Lautloser Stadt-Star
Aber die enorme Beschleunigung gleich aus dem Stand heraus, und das alles ohne Lärm, ohne Krawall, ohne Abgase, ganz unspektakulär im eigentlichen Sinne, das ist es, was dir das Lächeln ins Gesicht zaubert. Der kleine Ampelsprint ist immer ein Vergnügen, auch für den, der nur zuschauen darf. Man selbst hört nur ein leises Surren, das mit zunehmender Geschwindigkeit vom Windgeräusch überlagert wird. Passanten hören etwas mehr, aber dieses Surren ist nie unangenehm. Entfernt erinnert es an einen Vierzylinder, aber auch nur entfernt und leise.

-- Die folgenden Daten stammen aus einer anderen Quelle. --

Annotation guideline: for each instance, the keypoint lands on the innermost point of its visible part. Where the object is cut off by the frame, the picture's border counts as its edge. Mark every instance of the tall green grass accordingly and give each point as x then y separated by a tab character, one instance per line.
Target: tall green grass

Riecht nicht, tropft nicht
Bei Fahrten durch das feierabendliche Verkehrsgewühl von Barcelona mit seiner großen Rollerpopulation kann der C evolution seine Vorteile voll ausspielen. Andere Benzinroller mit ihren Geräuschen und Abgasen an der Ampel werden schnell von Ohr und Nase als lästig empfunden. Im dichten Stadtverkehr fährt sich der Roller trotz seiner 260 Kilogramm erstaunlich agil, was seinem niedrigen Schwerpunkt zu verdanken ist. Auch der Stopp an der Ampel wird als angenehmer als auf einem Benziner empfunden, denn es wird keine Energie nutzlos im “Standgas” vernichtet, es vibriert nichts, es stinkt nichts, es tropft nichts und es strahlt keine Wärmequelle von unten, besonders im Sommer ein nicht zu unterschätzender Vorteil. Das Rangieren ist mit diesem Roller ebenfalls einfach und einen Rückwärtsgang gibt es auch noch, für alle Fälle.
Kein billiges Vergnügen
Zum Abstellen weist der C evolution einen Hauptständer und einen Seitenständer auf, der mit einer Feststellbremse gekoppelt ist. Das ist gut, denn wenn man jetzt aus Versehen am Griff dreht, passiert nichts. Stauraum hat der Roller ausreichend. Unter den Rücksitz passt ein Helm und vorn rechts befindet sich ein geräumiges, tiefes Handschuhfach. Hinter einer Klappe vorn links verbirgt sich das Ladekabel. Die Reichweite ist mit zirka 100 Kilometer angegeben. Das Laden dauert bei 240 Volt Netzspannung ungefähr vier Stunden von ganz leer bis komplett voll. Recht leer wird auch das Portemonnaie des C-evolution-Interessenten: Mit 15.000 Euro liegt der BMW i3 auf zwei Rädern saftige 3.800 Euro über einer C 600 Sport.